Il y avait une fois, au temps où les pauvres n’étaient pas riches, et où, lorsque la gelée, la grêle, la pluie, le soleil, les pigeons, les sangliers, le seigneur, les soldats, la gabelle, la taille, la dîme, et encore beaucoup d’autres calamités, s’étaient servis, il ne restait plus rien à manger. Il y avait donc, dans ce temps-là, deux jeunes qui, las de crever de faim dans leur coin perdu, décidèrent d’aller voir ailleurs si la vie était meilleure.
Ils marchèrent, marchèrent, demandant un travail dans chaque domaine, leur maigre balluchon serré dans un mauvais pillou (vieux chiffon, guenille), noué aux quatre coins, brimbalant au bout d’un bâton posé sur l’épaule.
Ils marchèrent, marchèrent, demandant du travail dans chaque village qu’ils traversaient ; mais, comme ils n’avaient jamais appris d’autre métier que celui de copovermé [cultivateur (littéralement : coupe-ver-de-terre)] et comme les gens qu’ils rencontraient étaient aussi misérables qu’eux, ils étaient conduits partout. Ils maigrissaient chaque jour, car ceux qui leur offraient de partager leur maigre pitance étaient rares.
Un soir où ils n’avaient trouvé ni gîte, ni couvert, ils s’abritèrent du vent piquant en se blottissant contre une pailler (meule de paille dans les champs) qui allait être leur chambre à coucher. Après avoir tourné et retourné leur triste situation sur toutes ses faces, ils finirent par convenir qu’ils ne devaient plus s’annoncer comme cultivateurs, mais attendre et voir venir, quitte à accepter tout travail quel qu’il fût.

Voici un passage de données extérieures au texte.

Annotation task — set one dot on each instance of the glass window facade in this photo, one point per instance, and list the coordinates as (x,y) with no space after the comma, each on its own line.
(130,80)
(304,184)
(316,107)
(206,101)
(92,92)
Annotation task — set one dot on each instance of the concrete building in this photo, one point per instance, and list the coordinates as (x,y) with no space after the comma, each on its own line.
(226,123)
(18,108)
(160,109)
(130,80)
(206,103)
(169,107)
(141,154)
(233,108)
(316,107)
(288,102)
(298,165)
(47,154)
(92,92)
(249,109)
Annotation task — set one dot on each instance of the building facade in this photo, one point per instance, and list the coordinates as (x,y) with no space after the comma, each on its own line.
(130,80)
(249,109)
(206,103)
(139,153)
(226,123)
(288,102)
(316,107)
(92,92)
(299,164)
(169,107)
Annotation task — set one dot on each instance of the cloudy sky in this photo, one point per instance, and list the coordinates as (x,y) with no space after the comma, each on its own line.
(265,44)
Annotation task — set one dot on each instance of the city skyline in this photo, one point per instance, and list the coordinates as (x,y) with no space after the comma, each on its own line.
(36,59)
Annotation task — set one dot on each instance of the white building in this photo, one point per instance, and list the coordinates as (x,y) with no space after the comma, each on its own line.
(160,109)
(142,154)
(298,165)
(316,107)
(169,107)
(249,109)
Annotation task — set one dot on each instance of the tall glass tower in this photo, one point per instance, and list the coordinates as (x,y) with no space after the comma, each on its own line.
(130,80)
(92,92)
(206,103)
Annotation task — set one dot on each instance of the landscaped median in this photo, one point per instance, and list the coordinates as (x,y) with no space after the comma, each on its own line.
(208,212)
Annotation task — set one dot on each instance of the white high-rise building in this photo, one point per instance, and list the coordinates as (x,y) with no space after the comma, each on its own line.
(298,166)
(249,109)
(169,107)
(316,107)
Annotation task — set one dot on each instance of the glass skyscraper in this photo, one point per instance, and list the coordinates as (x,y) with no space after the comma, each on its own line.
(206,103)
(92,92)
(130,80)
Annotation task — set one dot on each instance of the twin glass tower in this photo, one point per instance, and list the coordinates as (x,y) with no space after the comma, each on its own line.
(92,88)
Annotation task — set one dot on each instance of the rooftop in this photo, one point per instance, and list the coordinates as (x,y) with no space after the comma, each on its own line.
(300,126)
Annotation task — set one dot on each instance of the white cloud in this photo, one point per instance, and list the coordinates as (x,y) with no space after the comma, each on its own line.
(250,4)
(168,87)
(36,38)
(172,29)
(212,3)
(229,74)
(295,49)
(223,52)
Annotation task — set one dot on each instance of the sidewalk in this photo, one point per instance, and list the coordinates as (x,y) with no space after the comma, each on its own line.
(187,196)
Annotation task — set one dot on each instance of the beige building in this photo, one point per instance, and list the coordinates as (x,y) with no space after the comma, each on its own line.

Là-dessus, ils s’endormirent.
Le lendemain, ils reprirent la route, le ventre toujours vide, mais ils étaient à présent certains de le remplir rapidement. Ils marchèrent, marchèrent, et finirent par trouver un vieux bonhomme qui leur demanda s’ils sauraient construire un four pour cuire le pain de sa famille.
- Nous vous le bâtirons, lui dirent les deux compagnons.
Prix fut fait et condition acceptée. Ils seraient nourris par le peiri [parrain(patron)] pendant toute la durée des travaux et payés dès l’achèvement du four.
Après des déboires sans nombre, le four fut terminé.
Mais les compagnons, peu rassurés sur sa solidité, décidèrent que l’un d’eux, le plus fort, soutiendrait de son épaule la construction précaire pendant que l’autre, le plus rusé, irait demander au « peiri » le prix de leur travail.
Sitôt que l’autre fut parti voir le patron, le four, encore moins solide qu’ils ne le supposaient, s’effondra, ensevelissant sous ses décombres le pauvre gars qui avait en vain tenté de l’épauler. Son corps était entièrement recouvert et seule sa tête dépassait de l’amas informe des matériaux. Il montrait ses dents dans un rictus sinistre.
Lorsque son compagnon revint, il contempla, navré, le pauvre diable écrabouillé et, prenant sa grimace funèbre pour un rire, il lui dit tristement :
- Ah ! tu ris ! Mais il ne m’a pas payé !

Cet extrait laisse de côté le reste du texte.